Então sentamos e pressionamos periodicamente o botão, mantendo o modo normal de operação do LED. Quanto maior a tensão de alimentação, mais curtas serão as prensas. Quanto menor a tensão, mais tempo o botão terá que ser pressionado. Este é o princípio da modulação por largura de pulso. O driver monitora a corrente através do LED e controla a chave montada em um transistor ou tiristor. Ele faz isso muito rapidamente (dezenas e até centenas de milhares de cliques por segundo).
À primeira vista, o trabalho é tedioso e complicado, mas não para um circuito eletrônico. Mas a eficiência de um estabilizador de comutação pode chegar a 95%. Mesmo quando alimentado por holofotes de LED para serviço pesado, a perda de energia é mínima e os principais elementos do driver não exigem dissipadores de calor potentes.

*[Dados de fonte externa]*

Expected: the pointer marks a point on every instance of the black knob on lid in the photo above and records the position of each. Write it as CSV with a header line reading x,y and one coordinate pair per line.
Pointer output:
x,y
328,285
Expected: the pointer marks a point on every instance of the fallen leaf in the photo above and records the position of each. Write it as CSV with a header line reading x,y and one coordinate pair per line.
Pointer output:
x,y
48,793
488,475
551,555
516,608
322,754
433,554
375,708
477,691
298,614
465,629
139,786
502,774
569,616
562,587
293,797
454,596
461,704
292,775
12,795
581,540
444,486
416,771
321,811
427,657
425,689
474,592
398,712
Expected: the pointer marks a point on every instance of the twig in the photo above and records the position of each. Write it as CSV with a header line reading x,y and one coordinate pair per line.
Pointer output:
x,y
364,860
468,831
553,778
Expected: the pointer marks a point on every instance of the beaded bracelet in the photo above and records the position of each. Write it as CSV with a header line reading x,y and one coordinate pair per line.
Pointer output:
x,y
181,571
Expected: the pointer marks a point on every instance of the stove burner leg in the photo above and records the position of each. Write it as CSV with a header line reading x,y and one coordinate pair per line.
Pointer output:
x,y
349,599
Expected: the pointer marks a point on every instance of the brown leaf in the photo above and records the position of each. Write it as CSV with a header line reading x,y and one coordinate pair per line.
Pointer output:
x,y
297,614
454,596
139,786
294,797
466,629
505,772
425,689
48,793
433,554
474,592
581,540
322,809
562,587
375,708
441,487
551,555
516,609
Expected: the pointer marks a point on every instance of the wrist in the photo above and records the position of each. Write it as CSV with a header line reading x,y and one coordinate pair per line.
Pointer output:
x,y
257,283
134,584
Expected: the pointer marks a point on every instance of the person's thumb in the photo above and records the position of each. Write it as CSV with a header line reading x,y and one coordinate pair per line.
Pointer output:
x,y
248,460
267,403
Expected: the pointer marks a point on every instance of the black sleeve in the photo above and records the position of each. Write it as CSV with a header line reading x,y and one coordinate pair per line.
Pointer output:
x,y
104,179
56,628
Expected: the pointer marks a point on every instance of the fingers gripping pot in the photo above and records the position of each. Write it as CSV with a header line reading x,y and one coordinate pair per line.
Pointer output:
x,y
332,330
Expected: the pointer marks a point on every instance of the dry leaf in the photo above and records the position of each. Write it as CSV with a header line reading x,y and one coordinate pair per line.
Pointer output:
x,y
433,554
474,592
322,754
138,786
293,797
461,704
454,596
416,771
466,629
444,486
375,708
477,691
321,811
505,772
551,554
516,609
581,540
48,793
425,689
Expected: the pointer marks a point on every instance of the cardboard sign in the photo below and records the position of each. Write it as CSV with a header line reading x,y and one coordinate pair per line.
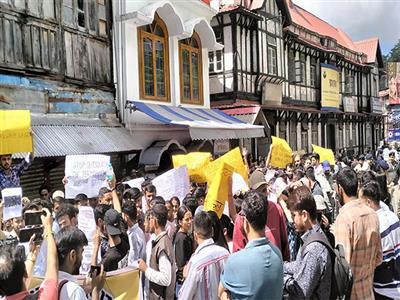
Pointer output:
x,y
195,163
86,174
87,224
281,153
12,198
324,154
174,183
15,131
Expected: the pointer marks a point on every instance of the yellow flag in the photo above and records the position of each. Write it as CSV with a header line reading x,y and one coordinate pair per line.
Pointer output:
x,y
281,153
232,158
15,132
218,187
195,162
122,286
324,154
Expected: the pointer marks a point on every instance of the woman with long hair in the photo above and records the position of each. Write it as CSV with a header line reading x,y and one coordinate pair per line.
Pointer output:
x,y
183,243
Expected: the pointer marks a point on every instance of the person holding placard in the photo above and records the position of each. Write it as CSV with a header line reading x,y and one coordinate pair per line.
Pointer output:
x,y
9,174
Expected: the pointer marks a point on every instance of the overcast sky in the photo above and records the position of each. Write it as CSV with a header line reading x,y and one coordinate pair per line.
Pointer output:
x,y
360,19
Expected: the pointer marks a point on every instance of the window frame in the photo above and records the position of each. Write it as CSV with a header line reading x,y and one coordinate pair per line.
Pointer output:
x,y
154,38
191,50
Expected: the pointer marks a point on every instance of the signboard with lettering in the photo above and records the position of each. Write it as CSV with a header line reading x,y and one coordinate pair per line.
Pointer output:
x,y
330,97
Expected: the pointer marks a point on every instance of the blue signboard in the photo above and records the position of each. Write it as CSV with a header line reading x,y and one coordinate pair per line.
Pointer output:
x,y
394,135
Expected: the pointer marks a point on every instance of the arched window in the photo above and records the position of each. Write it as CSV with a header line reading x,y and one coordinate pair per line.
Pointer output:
x,y
191,75
153,61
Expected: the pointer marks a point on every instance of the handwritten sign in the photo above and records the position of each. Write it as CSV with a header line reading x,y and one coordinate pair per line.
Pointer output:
x,y
15,131
86,174
195,162
137,183
281,153
174,183
87,224
217,193
324,154
12,198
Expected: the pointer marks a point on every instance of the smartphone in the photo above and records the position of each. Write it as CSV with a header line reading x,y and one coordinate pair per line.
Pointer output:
x,y
33,218
26,233
94,268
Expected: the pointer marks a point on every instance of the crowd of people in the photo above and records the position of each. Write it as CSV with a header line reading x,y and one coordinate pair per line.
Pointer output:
x,y
285,237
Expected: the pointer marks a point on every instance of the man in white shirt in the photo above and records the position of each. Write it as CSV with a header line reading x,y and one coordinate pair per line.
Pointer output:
x,y
162,269
70,242
205,265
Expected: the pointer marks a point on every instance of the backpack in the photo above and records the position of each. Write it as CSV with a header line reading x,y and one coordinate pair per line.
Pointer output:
x,y
342,276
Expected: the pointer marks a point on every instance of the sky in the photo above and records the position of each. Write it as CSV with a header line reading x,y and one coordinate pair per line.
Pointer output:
x,y
360,19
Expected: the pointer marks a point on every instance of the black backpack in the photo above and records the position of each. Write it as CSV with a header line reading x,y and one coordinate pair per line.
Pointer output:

É claro que os reguladores de comutação são um pouco mais complicados em design e mais caros, mas tudo isso compensa com alto desempenho, qualidade excepcional de estabilização de corrente e excelentes indicadores de peso e tamanho.
Este driver de comutação é capaz de fornecer corrente de até 3 A sem dissipadores de calor.
Como fazer seu próprio driver de LED
Com a ajuda de microcircuitos prontos, até mesmo um radioamador iniciante é capaz de montar um conversor para LEDs de várias potências. Isso requer a capacidade de ler circuitos elétricos e experiência com um ferro de solda.
Você pode montar um estabilizador de corrente para estabilizadores de 3 watts usando um microcircuito do fabricante chinês PowTech - PT4115.Este CI pode ser usado para elementos de LED com potência superior a 1 W e consiste em unidades de controle com um transistor de saída bastante poderoso. O conversor baseado em PT4115 possui alta eficiência e componentes mínimos.
Como você pode ver, com experiência, conhecimento e desejo, você pode montar um driver de LED em praticamente qualquer esquema. Agora vamos ver um passo a passo para criar o conversor de corrente mais simples para 3 elementos LED com potência de 1 W cada, a partir de um carregador de celular. A propósito, isso ajudará você a entender melhor o funcionamento do dispositivo e depois passar para circuitos mais complexos projetados para um número maior de LEDs e fitas.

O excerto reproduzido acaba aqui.